Syneos: Advertising for clinical trial recruitment cannot take a one-size-fits-all approach
Syneos Health recently released a study evaluating the effectiveness of digital advertising to speed clinical trial recruitment.
The study involved 432 patients with epilepsy and migraines in the US, and evaluated trust levels as it pertains to specific online channels and platforms.
View: Infographic: Clinical trial recruitment and social advertising
According to the report, “your doctor” was chosen as the most trusted source of information about clinical trials – and “pharma company” was the least trusted source.

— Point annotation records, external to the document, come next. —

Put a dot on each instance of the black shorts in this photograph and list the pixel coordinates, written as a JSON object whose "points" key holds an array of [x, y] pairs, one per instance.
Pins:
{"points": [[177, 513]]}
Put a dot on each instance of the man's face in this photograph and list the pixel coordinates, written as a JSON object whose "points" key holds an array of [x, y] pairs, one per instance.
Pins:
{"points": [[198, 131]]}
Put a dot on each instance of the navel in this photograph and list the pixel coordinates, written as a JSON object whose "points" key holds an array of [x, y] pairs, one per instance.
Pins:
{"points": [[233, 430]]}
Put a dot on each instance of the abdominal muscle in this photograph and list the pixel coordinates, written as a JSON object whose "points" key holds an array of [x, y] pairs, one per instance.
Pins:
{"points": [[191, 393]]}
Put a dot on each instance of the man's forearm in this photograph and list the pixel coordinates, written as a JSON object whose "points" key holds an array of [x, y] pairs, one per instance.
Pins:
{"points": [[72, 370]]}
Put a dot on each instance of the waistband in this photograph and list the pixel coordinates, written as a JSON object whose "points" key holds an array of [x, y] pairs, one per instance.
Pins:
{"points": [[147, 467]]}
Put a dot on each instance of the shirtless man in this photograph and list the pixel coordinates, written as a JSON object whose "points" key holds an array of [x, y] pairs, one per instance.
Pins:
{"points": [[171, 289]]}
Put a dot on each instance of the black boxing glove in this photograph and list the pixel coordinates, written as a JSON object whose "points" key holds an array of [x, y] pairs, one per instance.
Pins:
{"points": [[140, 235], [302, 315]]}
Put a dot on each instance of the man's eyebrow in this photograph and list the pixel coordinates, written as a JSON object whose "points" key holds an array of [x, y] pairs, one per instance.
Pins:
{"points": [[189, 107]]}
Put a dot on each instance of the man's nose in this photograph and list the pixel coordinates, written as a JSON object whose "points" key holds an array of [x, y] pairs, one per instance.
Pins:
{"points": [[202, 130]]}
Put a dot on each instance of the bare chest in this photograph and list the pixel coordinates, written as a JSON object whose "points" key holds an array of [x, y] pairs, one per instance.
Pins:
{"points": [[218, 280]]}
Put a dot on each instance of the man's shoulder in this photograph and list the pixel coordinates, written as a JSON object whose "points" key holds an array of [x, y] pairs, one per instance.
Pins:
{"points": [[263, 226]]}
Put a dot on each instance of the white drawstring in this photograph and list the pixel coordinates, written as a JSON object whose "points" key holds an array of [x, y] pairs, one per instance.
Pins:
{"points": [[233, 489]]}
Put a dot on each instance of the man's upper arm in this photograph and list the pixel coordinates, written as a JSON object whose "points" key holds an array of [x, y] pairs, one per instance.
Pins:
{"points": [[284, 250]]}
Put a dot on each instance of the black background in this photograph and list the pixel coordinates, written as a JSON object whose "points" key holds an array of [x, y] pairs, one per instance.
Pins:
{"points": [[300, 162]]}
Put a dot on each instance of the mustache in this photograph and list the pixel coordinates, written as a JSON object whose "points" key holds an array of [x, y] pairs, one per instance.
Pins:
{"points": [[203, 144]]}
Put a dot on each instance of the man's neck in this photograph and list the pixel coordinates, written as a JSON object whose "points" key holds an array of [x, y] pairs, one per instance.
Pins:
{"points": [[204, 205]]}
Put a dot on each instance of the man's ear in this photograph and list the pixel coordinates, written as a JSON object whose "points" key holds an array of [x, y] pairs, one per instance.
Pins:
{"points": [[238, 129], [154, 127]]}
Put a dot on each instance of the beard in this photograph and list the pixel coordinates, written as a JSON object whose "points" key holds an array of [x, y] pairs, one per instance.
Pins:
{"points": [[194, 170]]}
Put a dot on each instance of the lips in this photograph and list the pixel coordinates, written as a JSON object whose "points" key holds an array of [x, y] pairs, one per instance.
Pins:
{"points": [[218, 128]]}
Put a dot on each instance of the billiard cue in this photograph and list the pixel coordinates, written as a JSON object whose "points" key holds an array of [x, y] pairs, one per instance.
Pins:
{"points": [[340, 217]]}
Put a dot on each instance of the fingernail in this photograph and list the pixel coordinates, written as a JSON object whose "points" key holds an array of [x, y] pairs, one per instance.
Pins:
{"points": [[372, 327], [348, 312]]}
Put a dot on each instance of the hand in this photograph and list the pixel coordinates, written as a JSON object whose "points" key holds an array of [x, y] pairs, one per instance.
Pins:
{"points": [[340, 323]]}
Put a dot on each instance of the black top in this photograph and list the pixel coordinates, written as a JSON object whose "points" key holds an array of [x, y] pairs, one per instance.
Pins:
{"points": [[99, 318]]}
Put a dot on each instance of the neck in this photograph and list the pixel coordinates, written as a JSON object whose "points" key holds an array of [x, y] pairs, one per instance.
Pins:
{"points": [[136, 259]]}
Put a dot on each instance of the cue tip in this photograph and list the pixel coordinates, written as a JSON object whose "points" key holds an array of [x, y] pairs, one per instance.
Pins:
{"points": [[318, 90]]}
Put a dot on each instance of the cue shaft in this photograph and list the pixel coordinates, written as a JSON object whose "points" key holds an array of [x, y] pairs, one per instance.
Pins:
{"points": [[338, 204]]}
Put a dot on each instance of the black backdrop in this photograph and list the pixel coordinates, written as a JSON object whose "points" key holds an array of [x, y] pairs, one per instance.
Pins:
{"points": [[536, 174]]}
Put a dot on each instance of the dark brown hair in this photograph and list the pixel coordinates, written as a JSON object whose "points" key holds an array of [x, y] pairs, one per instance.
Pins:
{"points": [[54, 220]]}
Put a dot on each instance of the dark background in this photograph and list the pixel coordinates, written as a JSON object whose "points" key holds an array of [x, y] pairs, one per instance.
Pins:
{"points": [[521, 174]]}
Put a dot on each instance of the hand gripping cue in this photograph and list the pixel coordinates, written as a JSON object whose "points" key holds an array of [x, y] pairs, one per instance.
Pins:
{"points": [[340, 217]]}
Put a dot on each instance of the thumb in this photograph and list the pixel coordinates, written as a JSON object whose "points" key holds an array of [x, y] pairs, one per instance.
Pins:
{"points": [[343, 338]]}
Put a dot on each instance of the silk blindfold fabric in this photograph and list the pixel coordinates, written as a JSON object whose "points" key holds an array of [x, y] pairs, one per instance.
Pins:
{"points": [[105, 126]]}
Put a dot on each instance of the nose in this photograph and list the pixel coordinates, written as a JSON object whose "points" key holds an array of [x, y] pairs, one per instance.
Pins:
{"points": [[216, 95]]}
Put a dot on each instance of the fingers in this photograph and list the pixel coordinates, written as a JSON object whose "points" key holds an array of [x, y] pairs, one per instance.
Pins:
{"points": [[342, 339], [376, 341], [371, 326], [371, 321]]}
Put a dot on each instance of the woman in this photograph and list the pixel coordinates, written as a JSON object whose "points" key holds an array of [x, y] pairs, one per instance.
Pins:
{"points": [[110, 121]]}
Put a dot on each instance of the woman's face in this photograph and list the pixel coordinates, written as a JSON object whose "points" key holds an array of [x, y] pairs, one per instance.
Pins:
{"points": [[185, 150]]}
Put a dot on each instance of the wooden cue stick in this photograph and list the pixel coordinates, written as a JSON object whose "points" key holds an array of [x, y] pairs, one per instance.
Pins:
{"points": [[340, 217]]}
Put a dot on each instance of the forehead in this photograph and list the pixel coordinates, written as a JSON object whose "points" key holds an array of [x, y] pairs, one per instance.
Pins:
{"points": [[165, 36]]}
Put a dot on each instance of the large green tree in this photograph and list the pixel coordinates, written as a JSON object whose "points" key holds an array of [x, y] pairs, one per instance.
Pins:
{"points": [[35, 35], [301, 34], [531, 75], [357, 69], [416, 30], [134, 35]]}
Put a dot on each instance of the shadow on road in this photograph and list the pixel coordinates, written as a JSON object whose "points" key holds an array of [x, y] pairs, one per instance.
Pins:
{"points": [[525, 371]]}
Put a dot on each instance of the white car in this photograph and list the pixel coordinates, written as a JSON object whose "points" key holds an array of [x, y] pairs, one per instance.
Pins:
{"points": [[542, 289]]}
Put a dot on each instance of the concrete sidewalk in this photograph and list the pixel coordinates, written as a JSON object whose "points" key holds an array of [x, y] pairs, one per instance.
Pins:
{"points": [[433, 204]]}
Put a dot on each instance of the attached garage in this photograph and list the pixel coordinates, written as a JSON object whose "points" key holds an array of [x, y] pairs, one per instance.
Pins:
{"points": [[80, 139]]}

“That trust in medical professionals carried through to the ad creative,” explained Matthew Snodgrass, report contributor, Syneos Health Communications.
Imagery featuring a doctor in a white lab coat outperformed non-clinical imagery – which included a woman in discomfort – by nearly 10%, per the report.
“In terms of patients’ barriers to considering a clinical trial, what was even more interesting than the barriers themselves was the difference in their importance across the two conditions we studied,” Snodgrass told us.
For example, the number one barrier to clinical trial participation for epilepsy patients was transportation issues. “Not surprising, as driving to a trial site for many weeks would present a real challenge for this patient population,” said Snodgrass.
The main barrier for migraine respondents was concern of receiving a placebo.
Audience targeting and ad creative
Snodgrass said the key takeaway is that social advertising for clinical trial recruitment cannot take a “one-size-fits-all approach.”
“You need to know the channels, the appetite for receiving clinical trial information, and the motivations for different patient groups and demographics. This will drive your audience targeting and ad creative,” he explained.
“In the pharma marketing space, we’ve been sitting on mounds of data for years,” Snodgrass added, noting that social media advertising is the “first medium that can fully take advantage of that level of granularity in both audience targeting and creative variability.”